Returning "nearest in document" matches using XPath

Discussion in 'XML' started by Nick Leverton, Dec 5, 2008.

  1. I have an application which attempts to describe a tree of TCP subnets,
    which in essence are not fully accessible from each other. I have a
    description of the network in XML as shown in the excerpt below.

    The application is actually trying to optimise delivery of large files
    to multiple destinations over expensive links, so it's not just a matter
    of opening up firewalls and adding a bit of NATting. To avoid duplicated
    transfers I need to know what is the nearest machine which leads onto
    the ultimate destination for the file I am currently handling.
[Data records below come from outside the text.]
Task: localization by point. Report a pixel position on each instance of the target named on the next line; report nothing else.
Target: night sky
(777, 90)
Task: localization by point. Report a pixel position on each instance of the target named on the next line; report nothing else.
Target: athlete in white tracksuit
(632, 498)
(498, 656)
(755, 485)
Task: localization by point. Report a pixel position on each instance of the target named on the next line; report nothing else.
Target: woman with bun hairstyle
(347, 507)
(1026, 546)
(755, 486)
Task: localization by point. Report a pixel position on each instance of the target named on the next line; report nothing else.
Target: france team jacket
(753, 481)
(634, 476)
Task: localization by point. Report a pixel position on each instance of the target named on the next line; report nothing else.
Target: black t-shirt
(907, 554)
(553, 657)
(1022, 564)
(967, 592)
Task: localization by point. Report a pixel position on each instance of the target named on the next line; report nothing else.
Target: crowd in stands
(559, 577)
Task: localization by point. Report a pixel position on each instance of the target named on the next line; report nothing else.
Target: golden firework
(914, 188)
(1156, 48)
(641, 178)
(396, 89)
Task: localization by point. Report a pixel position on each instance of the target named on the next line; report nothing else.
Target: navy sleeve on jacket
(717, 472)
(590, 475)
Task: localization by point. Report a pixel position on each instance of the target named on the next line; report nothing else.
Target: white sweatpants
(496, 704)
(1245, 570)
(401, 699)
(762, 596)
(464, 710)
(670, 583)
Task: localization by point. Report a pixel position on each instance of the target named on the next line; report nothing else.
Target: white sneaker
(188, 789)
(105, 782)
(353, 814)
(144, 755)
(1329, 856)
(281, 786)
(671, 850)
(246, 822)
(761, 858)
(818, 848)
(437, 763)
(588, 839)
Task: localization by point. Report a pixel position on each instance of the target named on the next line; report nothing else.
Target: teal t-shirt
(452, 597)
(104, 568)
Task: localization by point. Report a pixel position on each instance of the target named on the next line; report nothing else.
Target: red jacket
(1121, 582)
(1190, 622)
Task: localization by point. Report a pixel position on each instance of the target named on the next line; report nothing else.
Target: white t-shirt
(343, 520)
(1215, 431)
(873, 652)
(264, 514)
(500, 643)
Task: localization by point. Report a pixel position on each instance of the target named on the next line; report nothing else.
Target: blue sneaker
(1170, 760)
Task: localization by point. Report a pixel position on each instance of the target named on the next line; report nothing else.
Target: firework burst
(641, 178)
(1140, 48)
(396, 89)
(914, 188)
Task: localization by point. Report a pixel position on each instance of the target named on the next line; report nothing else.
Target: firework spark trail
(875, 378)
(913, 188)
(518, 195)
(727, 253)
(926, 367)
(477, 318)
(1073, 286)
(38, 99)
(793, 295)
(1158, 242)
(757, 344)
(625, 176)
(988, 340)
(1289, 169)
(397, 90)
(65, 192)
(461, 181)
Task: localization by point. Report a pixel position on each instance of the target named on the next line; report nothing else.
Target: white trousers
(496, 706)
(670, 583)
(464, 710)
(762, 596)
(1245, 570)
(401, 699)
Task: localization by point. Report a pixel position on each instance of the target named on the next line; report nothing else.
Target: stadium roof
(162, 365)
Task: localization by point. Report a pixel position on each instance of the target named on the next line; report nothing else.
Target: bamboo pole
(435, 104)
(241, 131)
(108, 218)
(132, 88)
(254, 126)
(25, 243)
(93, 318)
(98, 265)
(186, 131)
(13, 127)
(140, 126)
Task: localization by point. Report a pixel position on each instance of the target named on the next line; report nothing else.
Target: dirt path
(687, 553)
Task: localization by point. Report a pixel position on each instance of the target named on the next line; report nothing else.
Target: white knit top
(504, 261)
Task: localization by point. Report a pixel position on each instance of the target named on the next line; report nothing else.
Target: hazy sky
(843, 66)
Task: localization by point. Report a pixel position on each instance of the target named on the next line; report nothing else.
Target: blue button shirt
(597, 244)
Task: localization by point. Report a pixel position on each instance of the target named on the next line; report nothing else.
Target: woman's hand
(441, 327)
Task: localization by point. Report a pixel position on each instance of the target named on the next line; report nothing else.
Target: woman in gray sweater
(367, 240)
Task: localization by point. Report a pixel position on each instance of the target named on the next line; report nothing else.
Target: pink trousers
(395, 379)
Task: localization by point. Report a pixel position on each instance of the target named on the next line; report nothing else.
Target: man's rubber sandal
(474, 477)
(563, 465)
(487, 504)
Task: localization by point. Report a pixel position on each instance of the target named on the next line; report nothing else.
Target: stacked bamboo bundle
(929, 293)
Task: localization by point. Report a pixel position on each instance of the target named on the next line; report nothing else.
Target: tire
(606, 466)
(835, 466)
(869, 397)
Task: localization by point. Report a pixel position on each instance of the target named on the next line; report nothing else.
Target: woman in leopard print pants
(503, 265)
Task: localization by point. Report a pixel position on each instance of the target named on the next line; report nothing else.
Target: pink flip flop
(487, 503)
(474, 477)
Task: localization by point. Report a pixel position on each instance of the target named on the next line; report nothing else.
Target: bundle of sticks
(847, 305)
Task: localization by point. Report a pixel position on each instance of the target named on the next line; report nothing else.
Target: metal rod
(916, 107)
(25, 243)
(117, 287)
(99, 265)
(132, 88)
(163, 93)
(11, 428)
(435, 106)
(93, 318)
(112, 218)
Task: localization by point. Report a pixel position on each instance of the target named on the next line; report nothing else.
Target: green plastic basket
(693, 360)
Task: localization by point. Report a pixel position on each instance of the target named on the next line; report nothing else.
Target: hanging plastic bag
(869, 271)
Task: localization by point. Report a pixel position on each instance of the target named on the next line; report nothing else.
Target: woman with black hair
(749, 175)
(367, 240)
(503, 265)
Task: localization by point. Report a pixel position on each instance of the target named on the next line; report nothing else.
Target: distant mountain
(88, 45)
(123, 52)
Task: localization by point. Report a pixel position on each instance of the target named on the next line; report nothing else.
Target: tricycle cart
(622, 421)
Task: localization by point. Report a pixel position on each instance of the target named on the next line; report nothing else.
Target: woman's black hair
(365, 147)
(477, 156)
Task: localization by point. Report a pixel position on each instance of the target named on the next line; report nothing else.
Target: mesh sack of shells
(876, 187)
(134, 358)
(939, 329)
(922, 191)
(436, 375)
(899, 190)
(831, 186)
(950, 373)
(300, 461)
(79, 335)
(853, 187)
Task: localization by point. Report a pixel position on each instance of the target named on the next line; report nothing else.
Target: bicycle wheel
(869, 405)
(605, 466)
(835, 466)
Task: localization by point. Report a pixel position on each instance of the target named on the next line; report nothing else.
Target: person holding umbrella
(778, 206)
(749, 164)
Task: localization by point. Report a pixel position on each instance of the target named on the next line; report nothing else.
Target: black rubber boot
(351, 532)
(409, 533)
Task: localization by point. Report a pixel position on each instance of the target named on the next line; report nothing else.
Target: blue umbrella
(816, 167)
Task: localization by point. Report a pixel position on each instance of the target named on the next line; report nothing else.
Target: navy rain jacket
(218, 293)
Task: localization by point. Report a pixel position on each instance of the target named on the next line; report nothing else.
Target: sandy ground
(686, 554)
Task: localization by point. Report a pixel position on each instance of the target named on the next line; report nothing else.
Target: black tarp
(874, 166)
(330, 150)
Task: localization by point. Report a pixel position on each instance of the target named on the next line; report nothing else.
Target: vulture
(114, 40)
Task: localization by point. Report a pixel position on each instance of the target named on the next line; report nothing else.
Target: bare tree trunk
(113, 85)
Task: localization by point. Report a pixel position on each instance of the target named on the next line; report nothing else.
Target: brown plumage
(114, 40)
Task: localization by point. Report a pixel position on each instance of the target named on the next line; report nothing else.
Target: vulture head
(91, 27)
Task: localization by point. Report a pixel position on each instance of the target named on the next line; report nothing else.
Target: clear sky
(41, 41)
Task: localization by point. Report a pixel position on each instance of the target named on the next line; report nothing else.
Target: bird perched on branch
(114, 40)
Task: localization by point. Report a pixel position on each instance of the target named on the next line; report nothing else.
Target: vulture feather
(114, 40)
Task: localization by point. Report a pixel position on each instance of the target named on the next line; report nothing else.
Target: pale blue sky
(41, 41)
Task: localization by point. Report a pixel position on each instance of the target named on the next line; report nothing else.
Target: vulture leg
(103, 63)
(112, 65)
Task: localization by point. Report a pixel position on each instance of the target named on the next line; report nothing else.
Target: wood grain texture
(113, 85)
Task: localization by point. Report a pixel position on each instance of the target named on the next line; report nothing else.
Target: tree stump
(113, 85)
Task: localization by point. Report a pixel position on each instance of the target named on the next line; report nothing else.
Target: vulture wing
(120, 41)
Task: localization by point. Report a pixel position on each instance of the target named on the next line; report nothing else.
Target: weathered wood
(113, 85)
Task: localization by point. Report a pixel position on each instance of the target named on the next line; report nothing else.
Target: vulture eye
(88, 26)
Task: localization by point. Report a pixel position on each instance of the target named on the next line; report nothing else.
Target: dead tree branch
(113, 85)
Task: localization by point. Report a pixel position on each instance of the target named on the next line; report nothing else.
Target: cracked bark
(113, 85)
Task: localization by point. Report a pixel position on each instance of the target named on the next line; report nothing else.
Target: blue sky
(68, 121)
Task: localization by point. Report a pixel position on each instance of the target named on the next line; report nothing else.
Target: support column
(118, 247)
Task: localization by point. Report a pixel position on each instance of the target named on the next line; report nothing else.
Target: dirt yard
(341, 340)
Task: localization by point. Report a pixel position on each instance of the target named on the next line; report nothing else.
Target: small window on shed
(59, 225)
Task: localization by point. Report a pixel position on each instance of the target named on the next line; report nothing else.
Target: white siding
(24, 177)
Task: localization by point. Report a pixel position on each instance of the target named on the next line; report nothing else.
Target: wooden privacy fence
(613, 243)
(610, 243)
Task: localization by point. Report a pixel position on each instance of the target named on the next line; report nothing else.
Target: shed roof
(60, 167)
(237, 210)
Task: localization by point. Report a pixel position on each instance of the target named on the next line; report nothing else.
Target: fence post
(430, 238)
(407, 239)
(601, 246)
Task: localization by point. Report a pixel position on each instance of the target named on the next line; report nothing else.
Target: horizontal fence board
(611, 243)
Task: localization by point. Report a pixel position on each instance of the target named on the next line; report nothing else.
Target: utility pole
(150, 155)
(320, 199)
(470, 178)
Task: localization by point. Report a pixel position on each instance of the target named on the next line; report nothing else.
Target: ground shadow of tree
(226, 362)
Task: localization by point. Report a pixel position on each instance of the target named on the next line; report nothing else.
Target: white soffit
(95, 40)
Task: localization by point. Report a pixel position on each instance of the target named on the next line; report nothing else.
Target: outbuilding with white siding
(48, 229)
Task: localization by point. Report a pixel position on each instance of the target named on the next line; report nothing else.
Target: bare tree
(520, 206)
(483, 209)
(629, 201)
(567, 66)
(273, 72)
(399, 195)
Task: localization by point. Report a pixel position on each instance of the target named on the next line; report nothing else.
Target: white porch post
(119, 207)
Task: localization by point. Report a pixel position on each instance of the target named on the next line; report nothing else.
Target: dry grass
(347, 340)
    So for instance files destined for units 26 and 27 are first delivered
    to node V9990 which then delivers them to V9991, to which 26 and 27
    are directly attached. The distinction between nodes and units isn't
    important for this part of the task. The ID attribute defines the
    ultimate destination which I am trying to reach and each ID is unique,
    so there is only one "nearest" IP address corresponding to each ID.

    <?xml version="1.0"?>
    <nodes>
    <node id="V9990" ip="1.1.1.1">
    <unit id="23" ip="10.10.10.10"/>
    <unit id="24" ip="10.10.10.11"/>
    <node id="V9991" ip="10.10.10.12">
    <unit id="26" ip="192.168.0.1"/>
    <unit id="27" ip="192.168.0.2"/>
    </node>
    </node>
    <node id="V9992" ip="2.2.2.2">
    <node id="V9993" ip="10.10.10.10">
    <unit id="21"/>
    <unit id="22"/>
    </node>
    </node>
    </nodes>

    To simplify network maintenance I would like to use the same config file
    on all the "nodes", and to modify the XPath query with extra terms on
    the sub-nodes. In other words, on the "root" machine a query for id=26
    will return ip=1.1.1.1, but on node V9990 a query for id=26 will return
    ip=10.10.10.12

    In summary, what I want to do is to retrieve the nearest ip attribute
    in the document which has a given id attribute as a descendant. I am
    currently using the following XPath:

    Querying from the root:
    descendant-or-self::*[@ip and descendant-or-self::*[@id="26"]][last()]/@ip

    I used descendant-or-self as the first term here rather than //*
    because I don't want XPath to descend the doc and return all matches,
    only the node which matches nearest the root of the XML document.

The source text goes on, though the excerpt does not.